What to do with Detroit?

Gawker has a few ideas. Today Gawker posted an article, if you can call it that, with what looks like a group chat. Don't bother reading it. It's one, long inside joke that doesn't even end with a bang...like an SNL skit this side of Tina Fey.

Okay, SNL is a worn target, but so is Detroit.

"What Should Be Done About Detroit?" Well my first response to the question posed by Gawker, and seemingly everyone in the Western World was, "Well, what do Detroiters think should be done with Detroit?" Now sure, Detroit is currently undergoing the nation's largest municipal bankruptcy, so the city has willingly accepted national input.

But to use a prominent blog to pose the question and then follow that question with an internal conversation and a series of inside jokes, with no input from anyone in Detroit, is a bit disrespectful to a city that still deserves at least a shred of respect.

Don't get me wrong. I'm a huge fan of self deprecation and politically incorrect humor, but the article isn't even funny to anyone not involved in the conversation. And for politically incorrect humor to be funny, it also should have a point.

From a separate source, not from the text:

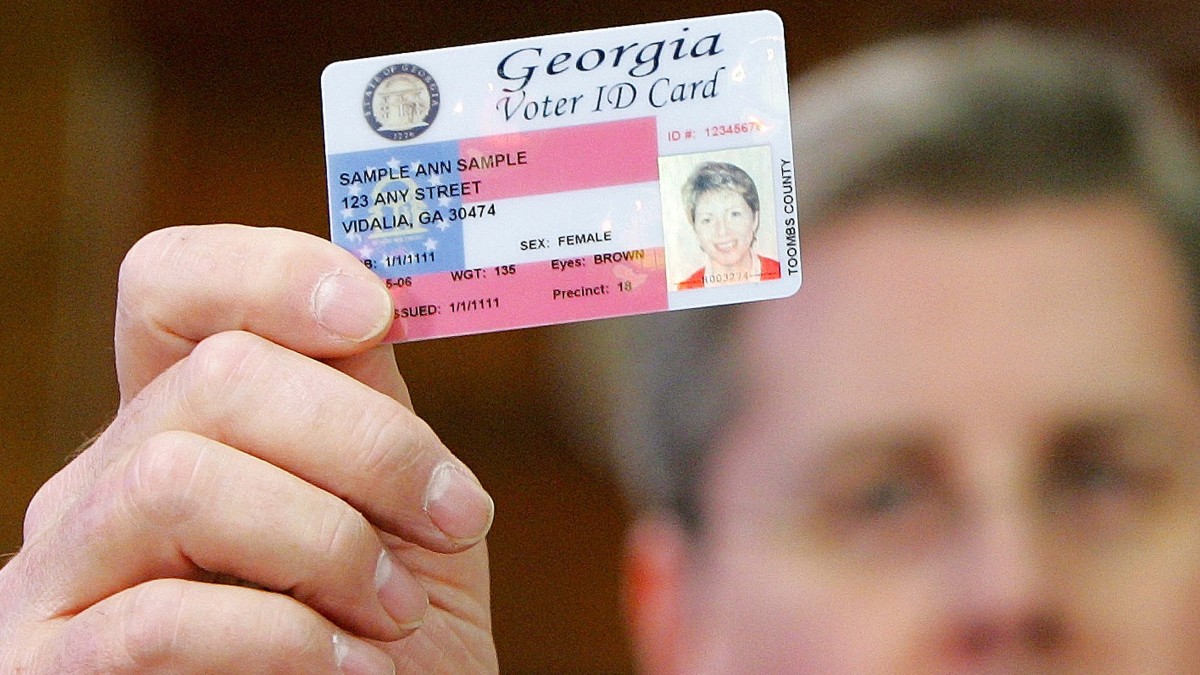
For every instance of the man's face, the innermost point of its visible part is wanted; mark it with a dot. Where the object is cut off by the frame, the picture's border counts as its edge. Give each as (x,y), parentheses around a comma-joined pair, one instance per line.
(971,443)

This article is just a bunch of New York hipsters abusing a real city most of them have never been to, to fill HTML. Come on, Gawker isn't my favorite blog, but it's better than this turd.

Still a city

That said, the Motor City is in a dire situation, they've even considered auctioning off the city's art collection valued at $866M. Sure, that's a handsome number, but when you consider the fact that $800M builds a convention center and Detroit owes $18B, is it really worth it? Maybe. Detroit holds an art collection on par with many large American cities. While it will barely make a dent in the city's debt, why hold art that no one is visiting at the cost of pensions?

Detroit's problems are complex, and perhaps that's why Gawker pitched an inane conversation at it instead of thoughtful discussion. I'm not going to pretend to know how to fix that city, but its rebirth will unlikely be relative to Philadelphia's or any other major American city. Detroit has lost more than a million residents who aren't returning.

When Detroit does find its way, and it will, it will certainly be smaller, less globally relevant, but it will always represent what it once was. Gawkers need to remember that, despite what's become of the city, Detroit built an industry few cities can claim.